The photographer who has camped out in the wild, shot from blinds, and spent weeks of discomfort and sometimes outright danger to get the long shots of a bear family can lose out to the game farm photographer, who has 200 photos from one afternoon, nice and tight and sharp. Moreover, even if those wild shots sell, they sell for the same price, and nature photography, seriously, is on the low end of the photographic payscale! Shit, why bother? Ethics? That’s all well and good. Here I am, ethical photographer – do I get my camera equipment cheaper because of it? My utilities, housing, travel expenses? Don’t make me laugh. As nihilistic as it sounds, in these cases ethics are good only for an individual’s piece of mind. Sometimes, that’s enough, but it’s silly to think this should apply universally.
So are the photographers to blame for the market? Please. Which makes the point repeated throughout the article, as well as the blatantly accusatory tagline, rather offensive. And their point is really far too scattered for a magazine of their caliber anyway. They talk about photographers, editors, documentaries, calendars, and posters, even going back 100 years! Disney, Wild Kingdom, even David Attenborough! Okay, fine, it’s a common practice, only now receiving some strictly voluntary ethics. How did photographers get to be the baddies?
Using the illustration example above, what’s unethical about it? It really is a brown bear, and no one said it’s in the wild. The article makes no mention of that bear, only studies of an illness. So? Illustration does serve a purpose, and frankly, if an article mentions capybaras, and I have no idea what a capybara is (we’re making pretend for the sake of argument,) am I being disadvantaged or misled when the image is of a captive capy? Do I even care? Should I?

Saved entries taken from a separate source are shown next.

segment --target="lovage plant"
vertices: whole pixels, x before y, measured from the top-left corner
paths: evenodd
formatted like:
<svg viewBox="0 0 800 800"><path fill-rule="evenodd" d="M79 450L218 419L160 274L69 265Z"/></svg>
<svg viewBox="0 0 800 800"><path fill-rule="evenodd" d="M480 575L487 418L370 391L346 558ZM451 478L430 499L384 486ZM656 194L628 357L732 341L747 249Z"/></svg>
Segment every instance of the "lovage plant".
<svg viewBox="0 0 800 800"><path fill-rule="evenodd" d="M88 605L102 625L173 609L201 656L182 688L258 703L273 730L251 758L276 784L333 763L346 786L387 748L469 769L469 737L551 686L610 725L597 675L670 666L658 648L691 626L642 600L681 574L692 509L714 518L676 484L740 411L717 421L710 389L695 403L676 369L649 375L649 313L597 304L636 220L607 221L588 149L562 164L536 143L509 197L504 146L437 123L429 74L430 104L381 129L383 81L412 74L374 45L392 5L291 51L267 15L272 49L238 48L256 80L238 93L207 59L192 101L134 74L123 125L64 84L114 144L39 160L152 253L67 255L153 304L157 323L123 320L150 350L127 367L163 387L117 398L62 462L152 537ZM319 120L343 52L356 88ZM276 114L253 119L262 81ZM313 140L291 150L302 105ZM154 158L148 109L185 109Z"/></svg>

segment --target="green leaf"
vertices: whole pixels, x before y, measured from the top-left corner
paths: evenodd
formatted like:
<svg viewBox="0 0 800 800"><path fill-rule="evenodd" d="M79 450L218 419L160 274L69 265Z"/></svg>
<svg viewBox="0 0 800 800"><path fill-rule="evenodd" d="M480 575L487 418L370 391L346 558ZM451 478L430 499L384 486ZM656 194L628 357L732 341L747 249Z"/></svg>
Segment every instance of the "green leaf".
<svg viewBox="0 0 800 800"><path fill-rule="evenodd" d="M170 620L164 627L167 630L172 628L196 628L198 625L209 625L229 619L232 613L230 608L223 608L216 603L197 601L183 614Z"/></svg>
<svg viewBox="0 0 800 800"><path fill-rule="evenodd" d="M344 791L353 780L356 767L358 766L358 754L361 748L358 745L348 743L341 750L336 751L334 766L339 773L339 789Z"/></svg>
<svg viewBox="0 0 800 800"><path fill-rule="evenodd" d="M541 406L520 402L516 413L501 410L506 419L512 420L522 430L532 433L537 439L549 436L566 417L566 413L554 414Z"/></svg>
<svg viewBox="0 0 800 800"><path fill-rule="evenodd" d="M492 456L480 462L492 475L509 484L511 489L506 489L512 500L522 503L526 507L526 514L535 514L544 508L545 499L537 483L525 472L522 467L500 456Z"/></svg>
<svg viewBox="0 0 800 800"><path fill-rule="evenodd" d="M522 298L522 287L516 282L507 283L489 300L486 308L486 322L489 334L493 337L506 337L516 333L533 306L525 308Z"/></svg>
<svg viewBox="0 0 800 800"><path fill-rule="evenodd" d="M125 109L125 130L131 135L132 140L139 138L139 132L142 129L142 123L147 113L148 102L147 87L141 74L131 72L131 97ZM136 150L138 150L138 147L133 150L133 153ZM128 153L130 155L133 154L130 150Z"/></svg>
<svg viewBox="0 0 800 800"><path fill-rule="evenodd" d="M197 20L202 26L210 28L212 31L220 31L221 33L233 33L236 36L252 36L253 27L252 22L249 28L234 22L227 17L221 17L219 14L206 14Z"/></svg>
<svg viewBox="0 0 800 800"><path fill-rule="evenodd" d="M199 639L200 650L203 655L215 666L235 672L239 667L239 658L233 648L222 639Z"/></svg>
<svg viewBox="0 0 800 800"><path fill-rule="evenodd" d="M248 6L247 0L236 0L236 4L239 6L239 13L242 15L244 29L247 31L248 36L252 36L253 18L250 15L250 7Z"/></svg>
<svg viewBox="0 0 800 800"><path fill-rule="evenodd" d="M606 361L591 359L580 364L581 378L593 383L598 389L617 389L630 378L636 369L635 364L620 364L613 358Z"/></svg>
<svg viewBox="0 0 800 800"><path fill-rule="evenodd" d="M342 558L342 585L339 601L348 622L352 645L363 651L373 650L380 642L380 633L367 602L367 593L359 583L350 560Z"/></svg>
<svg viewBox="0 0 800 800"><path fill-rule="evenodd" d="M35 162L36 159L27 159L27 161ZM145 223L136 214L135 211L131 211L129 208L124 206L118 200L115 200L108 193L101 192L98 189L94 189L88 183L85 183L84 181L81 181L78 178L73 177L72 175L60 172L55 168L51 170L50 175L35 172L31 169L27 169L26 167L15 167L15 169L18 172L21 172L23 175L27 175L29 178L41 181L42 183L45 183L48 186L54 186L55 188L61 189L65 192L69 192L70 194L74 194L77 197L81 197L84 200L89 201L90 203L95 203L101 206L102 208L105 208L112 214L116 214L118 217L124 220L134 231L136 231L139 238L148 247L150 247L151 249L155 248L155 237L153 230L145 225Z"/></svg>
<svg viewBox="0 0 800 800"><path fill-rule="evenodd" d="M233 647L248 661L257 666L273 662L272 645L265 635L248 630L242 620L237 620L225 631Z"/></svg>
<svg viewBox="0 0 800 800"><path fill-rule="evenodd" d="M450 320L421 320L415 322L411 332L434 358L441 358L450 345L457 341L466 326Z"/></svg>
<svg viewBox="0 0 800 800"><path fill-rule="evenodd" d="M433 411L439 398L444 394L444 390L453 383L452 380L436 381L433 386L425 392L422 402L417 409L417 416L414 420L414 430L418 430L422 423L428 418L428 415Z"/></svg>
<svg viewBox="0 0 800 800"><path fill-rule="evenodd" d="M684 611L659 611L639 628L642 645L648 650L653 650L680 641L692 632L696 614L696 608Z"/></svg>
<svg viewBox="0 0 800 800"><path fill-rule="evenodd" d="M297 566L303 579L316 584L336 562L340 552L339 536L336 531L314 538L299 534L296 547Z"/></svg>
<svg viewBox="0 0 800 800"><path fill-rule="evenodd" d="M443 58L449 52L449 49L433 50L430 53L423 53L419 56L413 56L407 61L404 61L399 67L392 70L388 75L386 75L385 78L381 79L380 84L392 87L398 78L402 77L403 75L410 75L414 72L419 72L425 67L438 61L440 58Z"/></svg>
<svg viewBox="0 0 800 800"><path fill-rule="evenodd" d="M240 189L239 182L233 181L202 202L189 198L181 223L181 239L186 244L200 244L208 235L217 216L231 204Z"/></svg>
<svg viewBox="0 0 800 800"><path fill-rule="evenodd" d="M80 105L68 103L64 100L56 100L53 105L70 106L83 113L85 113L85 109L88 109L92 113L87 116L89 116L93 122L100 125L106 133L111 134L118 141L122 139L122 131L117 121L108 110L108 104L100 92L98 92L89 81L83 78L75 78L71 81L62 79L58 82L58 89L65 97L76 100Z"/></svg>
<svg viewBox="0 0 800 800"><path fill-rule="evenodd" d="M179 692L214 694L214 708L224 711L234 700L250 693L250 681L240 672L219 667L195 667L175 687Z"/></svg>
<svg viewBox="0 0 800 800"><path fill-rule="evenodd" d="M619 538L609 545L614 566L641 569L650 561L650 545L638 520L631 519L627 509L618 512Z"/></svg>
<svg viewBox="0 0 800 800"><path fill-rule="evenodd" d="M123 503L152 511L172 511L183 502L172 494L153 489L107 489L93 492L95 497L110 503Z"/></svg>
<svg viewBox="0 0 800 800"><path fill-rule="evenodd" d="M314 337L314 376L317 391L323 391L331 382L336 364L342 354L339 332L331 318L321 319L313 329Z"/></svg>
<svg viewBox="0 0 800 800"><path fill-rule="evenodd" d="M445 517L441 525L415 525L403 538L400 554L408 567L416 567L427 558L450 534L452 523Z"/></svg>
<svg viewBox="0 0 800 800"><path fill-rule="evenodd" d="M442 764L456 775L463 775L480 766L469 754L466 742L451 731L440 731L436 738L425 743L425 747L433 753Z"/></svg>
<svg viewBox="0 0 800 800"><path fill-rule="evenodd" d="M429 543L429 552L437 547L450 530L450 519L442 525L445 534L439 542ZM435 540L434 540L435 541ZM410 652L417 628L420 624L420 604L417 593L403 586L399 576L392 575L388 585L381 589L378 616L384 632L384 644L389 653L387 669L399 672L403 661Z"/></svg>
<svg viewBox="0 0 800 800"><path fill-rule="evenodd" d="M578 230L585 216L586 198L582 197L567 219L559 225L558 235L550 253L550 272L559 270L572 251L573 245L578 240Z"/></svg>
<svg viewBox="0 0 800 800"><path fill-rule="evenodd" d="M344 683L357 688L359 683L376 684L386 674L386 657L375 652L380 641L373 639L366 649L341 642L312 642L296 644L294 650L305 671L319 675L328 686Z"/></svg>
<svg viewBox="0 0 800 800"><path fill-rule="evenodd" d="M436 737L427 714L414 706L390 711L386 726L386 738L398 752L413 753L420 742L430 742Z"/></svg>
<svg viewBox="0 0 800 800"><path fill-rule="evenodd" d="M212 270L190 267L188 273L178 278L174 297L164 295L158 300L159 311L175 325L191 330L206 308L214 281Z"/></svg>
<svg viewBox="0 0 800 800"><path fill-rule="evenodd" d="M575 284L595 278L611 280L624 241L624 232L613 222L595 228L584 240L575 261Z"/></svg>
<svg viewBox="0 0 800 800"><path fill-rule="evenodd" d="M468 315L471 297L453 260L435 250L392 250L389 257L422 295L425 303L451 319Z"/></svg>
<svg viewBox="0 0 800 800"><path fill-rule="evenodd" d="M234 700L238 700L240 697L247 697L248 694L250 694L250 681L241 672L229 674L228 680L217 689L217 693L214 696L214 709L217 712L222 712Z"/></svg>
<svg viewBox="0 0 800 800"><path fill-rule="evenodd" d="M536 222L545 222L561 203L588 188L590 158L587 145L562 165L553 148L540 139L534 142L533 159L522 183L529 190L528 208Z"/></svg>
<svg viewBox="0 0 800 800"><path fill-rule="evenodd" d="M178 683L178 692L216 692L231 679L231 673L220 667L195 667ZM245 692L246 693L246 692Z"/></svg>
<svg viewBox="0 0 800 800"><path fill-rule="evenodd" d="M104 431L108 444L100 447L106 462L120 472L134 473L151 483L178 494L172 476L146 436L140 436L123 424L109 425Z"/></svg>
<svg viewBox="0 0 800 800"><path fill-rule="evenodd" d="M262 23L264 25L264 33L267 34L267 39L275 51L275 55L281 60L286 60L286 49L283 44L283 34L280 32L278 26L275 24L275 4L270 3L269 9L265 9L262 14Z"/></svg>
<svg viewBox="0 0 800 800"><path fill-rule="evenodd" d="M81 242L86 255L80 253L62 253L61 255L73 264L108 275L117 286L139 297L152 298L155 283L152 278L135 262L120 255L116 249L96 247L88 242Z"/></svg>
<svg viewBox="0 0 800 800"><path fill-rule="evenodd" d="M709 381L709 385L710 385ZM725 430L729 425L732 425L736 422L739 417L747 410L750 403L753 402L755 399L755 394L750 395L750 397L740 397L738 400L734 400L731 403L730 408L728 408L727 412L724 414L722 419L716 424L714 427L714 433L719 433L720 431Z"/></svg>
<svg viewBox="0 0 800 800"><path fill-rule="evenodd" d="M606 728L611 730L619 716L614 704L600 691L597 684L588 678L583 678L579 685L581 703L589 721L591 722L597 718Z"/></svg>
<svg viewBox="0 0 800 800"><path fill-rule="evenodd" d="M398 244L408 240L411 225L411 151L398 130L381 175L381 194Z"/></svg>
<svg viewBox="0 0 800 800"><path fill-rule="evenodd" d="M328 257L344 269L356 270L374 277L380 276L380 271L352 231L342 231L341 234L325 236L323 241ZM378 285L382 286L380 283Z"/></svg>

Audubon’s article made a big deal out of the intentional misrepresentation of some images, and yes, it does happen. They’re more capable of tabulating this than I, but a few examples isn’t exactly an epidemic. Especially when, pardon me for pointing this out, they’re asking for contest images from the general public and using them without fees. Hey, you get what you pay for! It’s not particularly hard to determine if an image is genuine or not – good photographers usually have a whole sequence of images that can show the conditions, as well as the receipts for their expenses, even journals of their expeditions. Determining authenticity, and making it important, is the responsibility of the publisher. The photographers have only moderate control over end usage, and may even lose out on credit lines. If Audubon decries the practice and wants better standards, blaming the photographers is a shitty way of going about it.Here’s an even harsher point. As I mentioned above, ethics isn’t really a paying concern. Should I, however, make the effort simply for pride and piece of mind (check the site,) this article failed to even reward me for that by making a distinction between types of nature photographers. The only credit goes to the few publishers who have finally set long overdue standards. Wow, thanks for that!
[If I seem overly defensive to you here (“the lady doth protest too much“,) I apologize. While I would love to do this for a living, the nature of the market makes that extremely difficult, and this has been dictated by the publishers themselves. To then see one trying to defer blame is more than a bit irritating.]